Truist Financial is in talks to sell its insurance brokerage unit to private equity firm Stone Point for about $10 billion, news website Semafor reported on Monday, citing people familiar with the matter.
The potential deal would be the latest example of lingering effects following the banking crisis earlier this year, which continues to redraw the industry landscape even months after the last bank failure.
A sweeping overhaul of capital rules proposed by U.S. regulators in the aftermath of the crisis is prompting banks to prioritize their core businesses, spurring a retreat from secondary ventures.
Truist’s shares climbed 7.3% to $29.42 on Oct. 10, set for their biggest intraday percentage gain since early May if current levels hold.
Stone Point bought a 20% stake in the unit, known as Truist Insurance Holdings, in April in a deal that valued the business at $14.75 billion.

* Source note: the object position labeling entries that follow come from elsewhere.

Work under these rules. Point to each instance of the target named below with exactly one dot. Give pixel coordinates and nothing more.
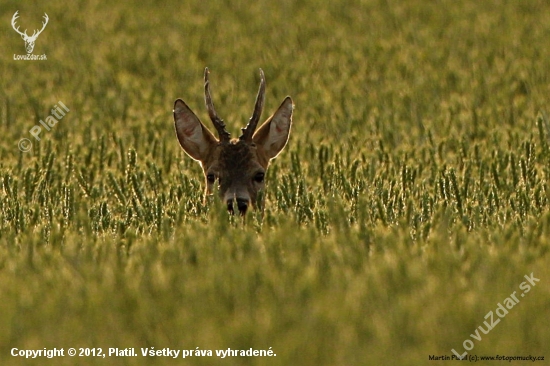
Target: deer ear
(193, 136)
(273, 134)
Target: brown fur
(237, 166)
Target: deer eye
(259, 177)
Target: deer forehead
(237, 158)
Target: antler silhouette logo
(29, 40)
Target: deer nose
(242, 205)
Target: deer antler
(35, 35)
(216, 121)
(13, 20)
(248, 131)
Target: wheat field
(410, 204)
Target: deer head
(236, 166)
(29, 41)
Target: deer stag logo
(236, 166)
(29, 40)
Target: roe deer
(236, 166)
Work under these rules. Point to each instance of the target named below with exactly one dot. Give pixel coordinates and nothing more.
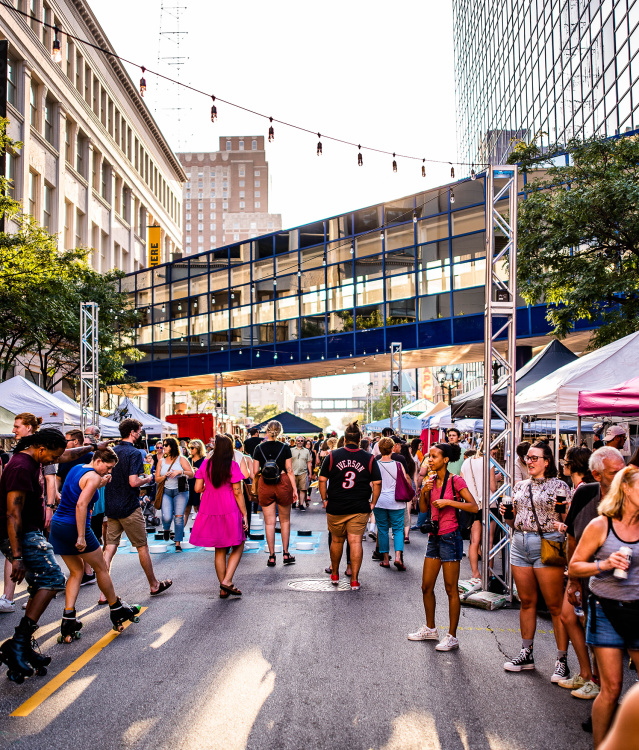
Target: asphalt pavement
(284, 669)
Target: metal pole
(499, 318)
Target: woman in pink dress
(221, 521)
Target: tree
(578, 235)
(200, 397)
(41, 288)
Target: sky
(376, 73)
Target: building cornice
(101, 39)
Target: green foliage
(41, 288)
(578, 235)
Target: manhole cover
(320, 584)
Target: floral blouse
(544, 492)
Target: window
(48, 207)
(33, 105)
(33, 194)
(12, 82)
(79, 154)
(48, 121)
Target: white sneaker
(6, 605)
(424, 634)
(449, 643)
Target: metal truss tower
(89, 374)
(499, 324)
(396, 386)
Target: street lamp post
(449, 380)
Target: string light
(110, 54)
(56, 49)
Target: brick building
(226, 194)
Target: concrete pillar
(156, 402)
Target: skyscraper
(226, 194)
(555, 68)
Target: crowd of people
(574, 542)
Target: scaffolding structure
(89, 372)
(396, 386)
(499, 324)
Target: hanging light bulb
(56, 49)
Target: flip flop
(231, 589)
(164, 585)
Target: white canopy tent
(558, 393)
(152, 425)
(56, 410)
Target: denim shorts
(446, 547)
(605, 636)
(43, 572)
(525, 548)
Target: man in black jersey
(348, 478)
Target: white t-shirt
(386, 500)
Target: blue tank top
(71, 492)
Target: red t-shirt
(447, 516)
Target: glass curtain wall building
(411, 270)
(561, 68)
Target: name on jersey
(349, 463)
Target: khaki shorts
(133, 526)
(353, 523)
(301, 482)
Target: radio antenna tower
(172, 41)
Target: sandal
(231, 589)
(164, 585)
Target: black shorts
(63, 537)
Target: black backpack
(271, 473)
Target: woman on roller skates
(22, 518)
(72, 538)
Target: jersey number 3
(349, 480)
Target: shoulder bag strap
(532, 506)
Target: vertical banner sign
(154, 240)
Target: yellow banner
(154, 242)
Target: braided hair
(48, 438)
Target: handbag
(552, 553)
(159, 488)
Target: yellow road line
(56, 682)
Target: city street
(282, 668)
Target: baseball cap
(612, 432)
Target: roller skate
(16, 651)
(70, 627)
(121, 612)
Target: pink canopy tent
(620, 401)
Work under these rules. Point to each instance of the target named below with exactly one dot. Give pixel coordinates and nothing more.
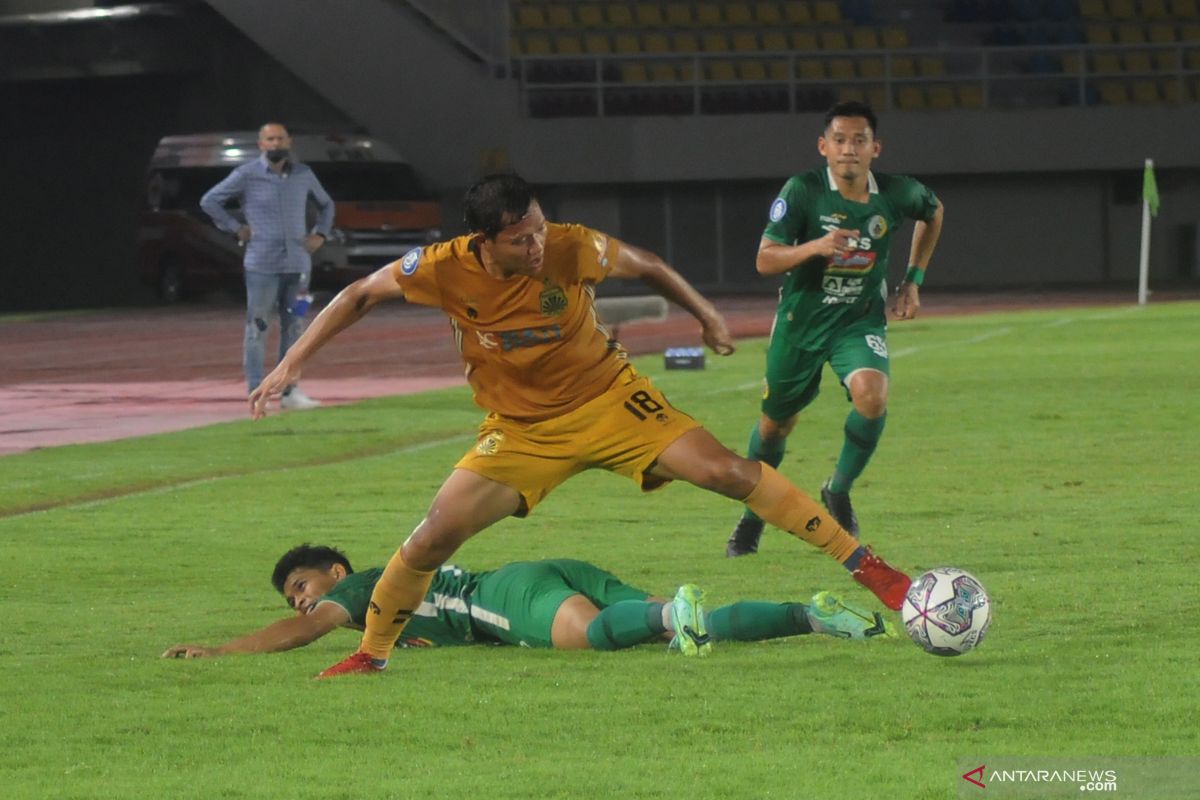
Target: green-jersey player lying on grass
(552, 603)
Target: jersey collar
(871, 186)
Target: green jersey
(443, 618)
(823, 294)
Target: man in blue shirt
(274, 192)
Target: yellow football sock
(399, 593)
(777, 500)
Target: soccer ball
(947, 611)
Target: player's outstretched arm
(283, 635)
(351, 305)
(643, 265)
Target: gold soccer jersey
(533, 344)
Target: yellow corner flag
(1150, 188)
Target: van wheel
(171, 282)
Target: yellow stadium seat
(634, 72)
(628, 44)
(834, 40)
(1122, 8)
(767, 14)
(1145, 92)
(589, 16)
(1162, 34)
(1138, 62)
(804, 40)
(679, 14)
(827, 12)
(895, 38)
(864, 38)
(970, 96)
(754, 71)
(619, 14)
(1153, 8)
(655, 43)
(871, 68)
(684, 43)
(931, 66)
(715, 43)
(745, 42)
(721, 71)
(568, 44)
(810, 70)
(911, 98)
(1131, 35)
(1114, 92)
(774, 41)
(797, 12)
(737, 14)
(841, 70)
(708, 14)
(648, 14)
(537, 44)
(559, 17)
(941, 97)
(531, 18)
(597, 43)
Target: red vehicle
(382, 210)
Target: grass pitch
(1051, 453)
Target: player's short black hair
(853, 108)
(313, 557)
(495, 202)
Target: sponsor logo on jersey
(876, 226)
(778, 209)
(411, 260)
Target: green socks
(754, 621)
(625, 624)
(862, 437)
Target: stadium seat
(827, 12)
(797, 12)
(834, 40)
(804, 40)
(774, 41)
(708, 14)
(841, 70)
(864, 38)
(715, 42)
(767, 14)
(895, 38)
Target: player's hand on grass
(283, 376)
(907, 301)
(190, 651)
(717, 336)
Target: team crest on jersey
(411, 260)
(552, 300)
(778, 209)
(490, 444)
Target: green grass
(1053, 453)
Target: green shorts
(793, 374)
(516, 603)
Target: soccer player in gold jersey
(561, 396)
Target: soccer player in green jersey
(829, 232)
(552, 603)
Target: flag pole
(1144, 262)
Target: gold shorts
(624, 431)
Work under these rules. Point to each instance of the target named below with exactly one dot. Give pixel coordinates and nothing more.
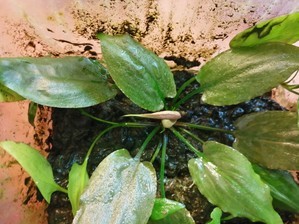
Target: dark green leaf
(164, 207)
(226, 178)
(280, 29)
(35, 165)
(121, 190)
(270, 139)
(284, 189)
(216, 216)
(78, 180)
(181, 216)
(138, 72)
(7, 95)
(32, 109)
(70, 82)
(238, 75)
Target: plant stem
(183, 139)
(162, 169)
(192, 135)
(158, 148)
(123, 124)
(146, 141)
(202, 127)
(183, 87)
(187, 97)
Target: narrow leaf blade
(139, 73)
(226, 178)
(78, 180)
(279, 29)
(35, 165)
(69, 82)
(181, 216)
(164, 207)
(270, 139)
(121, 190)
(284, 189)
(241, 74)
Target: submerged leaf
(69, 82)
(78, 180)
(35, 165)
(139, 73)
(7, 95)
(279, 29)
(181, 216)
(269, 138)
(121, 191)
(240, 74)
(284, 189)
(226, 178)
(164, 207)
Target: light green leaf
(69, 82)
(164, 207)
(139, 73)
(226, 178)
(216, 216)
(284, 189)
(35, 165)
(32, 109)
(280, 29)
(78, 180)
(121, 191)
(181, 216)
(7, 95)
(238, 75)
(270, 139)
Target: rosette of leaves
(122, 189)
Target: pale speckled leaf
(284, 190)
(164, 207)
(280, 29)
(181, 216)
(238, 75)
(139, 73)
(270, 139)
(35, 165)
(7, 95)
(121, 191)
(69, 82)
(78, 180)
(226, 178)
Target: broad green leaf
(164, 207)
(181, 216)
(7, 95)
(216, 216)
(121, 190)
(78, 180)
(270, 139)
(35, 165)
(69, 82)
(226, 178)
(32, 109)
(139, 73)
(284, 189)
(240, 74)
(280, 29)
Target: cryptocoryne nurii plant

The talks with Stone Point are ongoing, according to the Semafor report, which added that a deal may hinge on Stone Point’s ability to scrounge up enough debt.
While the market for mergers and acquisitions is slowly reviving, buyout loans continue to be a concern as lenders wait for stronger signs of a rebound in dealmaking before financing corporate purchases.
Truist Financial declined to comment on the Semafor report, while Truist Insurance and Stone Point did not immediately respond to Reuters requests for comment.
Editors Notes: Truist Insurance Holdings is the sixth-largest insurance broker in the U.S. Truist Insurance Holdings operates more than 250 offices through its wholesale, retail, and insurance services divisions. Its insurance units include McGriff Insurance Services; CRC Insurance Services; Crump Life Insurance Services; AmRisc; and premium finance companies AFCO Credit, Prime Rate Premium Finance and CAFO.
In April, AIG said it has finalized an agreement with Stone Point Capital to form Private Client Select (PCS) Insurance Services, an independent managing general agent serving the high net worth and ultra high net worth market.